Why did market makers like Wintermute stop trading during the Bitcoin crash, resulting in a $19 billion liquidation?
During last week’s flash crash, some market makers halted trading, potentially exacerbating market volatility. Here’s what happened.
Last week, amid a $19 billion rout, market makers Wintermute and LO:TECH briefly suspended trading.
The two companies said the reason for the suspension of trading was that their preset trading rules were broken and they had to temporarily "reorganize their front."
“If we could provide liquidity safely and in a delta-neutral (no directional risk) way, we would have done so — but we couldn’t at the time,” Wintermute told Decrypt.
Prominent market maker Wintermute told Decrypt that it halted trading during last week's flash crash, which saw Bitcoin and other crypto assets plummet in value as President Trump's latest tariff threats against China sparked market panic and resulted in the liquidation of over $19 billion in crypto assets.
However, the company said the suspension was not intended to profit from it, as some social media users had speculated.
Jasper De Maere, trading strategist at Wintermute, told Decrypt that the pause was due to the market crash triggering its internal rules, rendering them ineffective.
De Maere said the market maker follows a “highly disciplined trading approach” that includes maintaining delta neutrality – a hedging strategy that ensures no exposure to directional risk in price movements by taking multiple positions.
Market makers are responsible for continuously buying and selling cryptocurrencies, stabilizing prices, providing liquidity, and improving market efficiency, regardless of market fluctuations. This typically relies on a predefined set of rules and automated trading systems.
But those rules were broken during last Friday's market crash, forcing Wintermute to suspend operations and reassess its strategy.
“For example, if we take short positions in perpetual swaps for hedging purposes and those positions are liquidated (margin calls) during periods of extreme volatility, it can become very complex. You have to rethink your entire market-making strategy,” explained De Maere.
“The severity and speed of this liquidation chain reaction were extremely rare, making it almost impossible for us to continue market making during that time window.”
De Maere confirmed that Wintermute had briefly suspended trading for “a very short time” while it tried to clarify market conditions.
However, he declined to disclose the exact duration of the suspension or specify which internal rule was triggered or broken.
The Wintermute trading strategist also said it was "reasonable to infer" that other market makers were also affected last Friday.

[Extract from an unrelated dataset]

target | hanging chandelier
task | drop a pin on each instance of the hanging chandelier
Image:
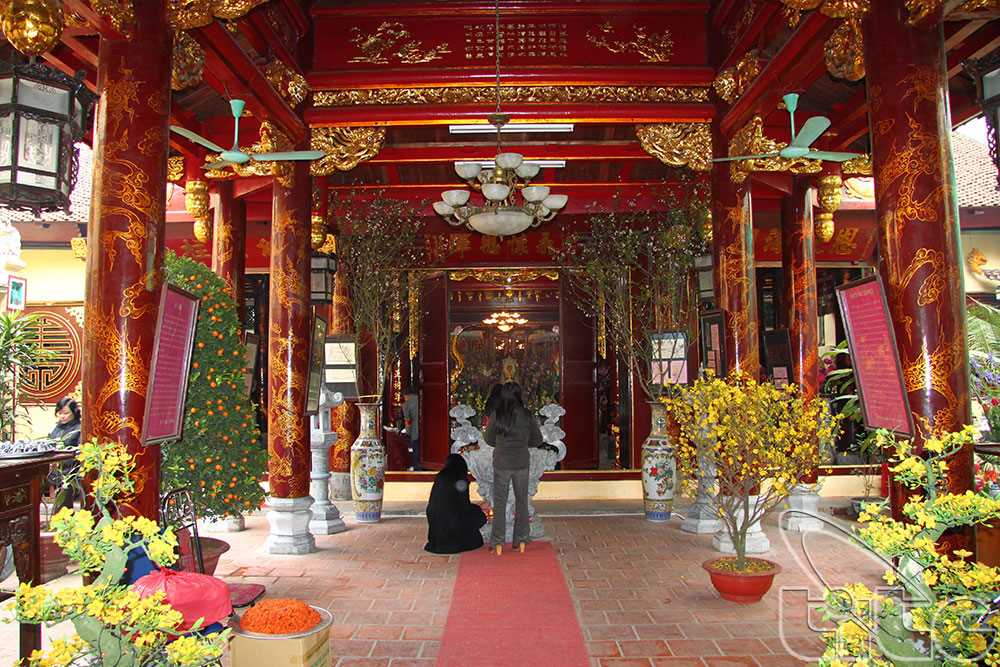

For example, market maker LO:TECH also confirmed to Decrypt that they also briefly halted trading on Friday.
“Our system worked as expected: the risk engine’s circuit breaker was triggered, automatically removing our quote from the market,”
Marcus Horsley, CTO of LO:TECH, told Decrypt.
“The APIs of all the major exchanges were extremely unstable at the time, so it took us longer to restore all our trading positions in order to deal with these issues.”
Rumors quickly emerged on social media that the plunge was the result of a “coordinated withdrawal of liquidity” by market makers in an effort to profiteer.
LO:TECH denied the claim, emphasizing that its trading system is fully automated and there is no human manipulation.
Regardless, when market makers are forced to suspend trading, the market does experience a substantial shock.
Matthew Nay, a research analyst at Messari, told Decrypt,
“The suspension of market makers’ operations would lead to a sharp drop in liquidity in the order book, which would in turn lead to more severe price fluctuations.”
Greg Magadini, head of derivatives at Amberdata, added that this situation can lead to significant price disconnects between exchanges.
But he also defended the market makers’ retreat:
“You can understand it this way: a large market maker may maintain quotes on multiple exchanges such as Binance, Bybit, OKX and Deribit at the same time.
Ensure that the bid-ask spreads on these markets remain consistent and fluctuate in tandem.
The problem is that once the auto-deleveraging mechanism is triggered,
Market makers can no longer be trusted to hedge their positions,” Magadini explained to Decrypt.
He further explained that in traditional financial markets, clearing houses usually provide protection for traders’ potential losses;
Some crypto exchage also have insurance funds to deal with similar risks.
But he said that last week several exchanges, including Hyperliquid, chose to enable automatic deleveraging mechanisms.
Once the counterparty’s position is liquidated, the profitable party’s position will be forcibly closed.
“These gains may just be to offset losses on other exchanges.
This makes providing liquidity in this highly fragmented market environment extremely risky and unpredictable."
Magadini said.
“If you are a market maker and you cannot trust the integrity of your hedging mechanism,
The only thing to do is exit the market.”
Ultimately, Wintermute's De Maere said,
“If we can continue to make markets safely and in a delta-neutral manner, we will do so.”
But in last Friday's extreme flash crash, this condition was simply not met.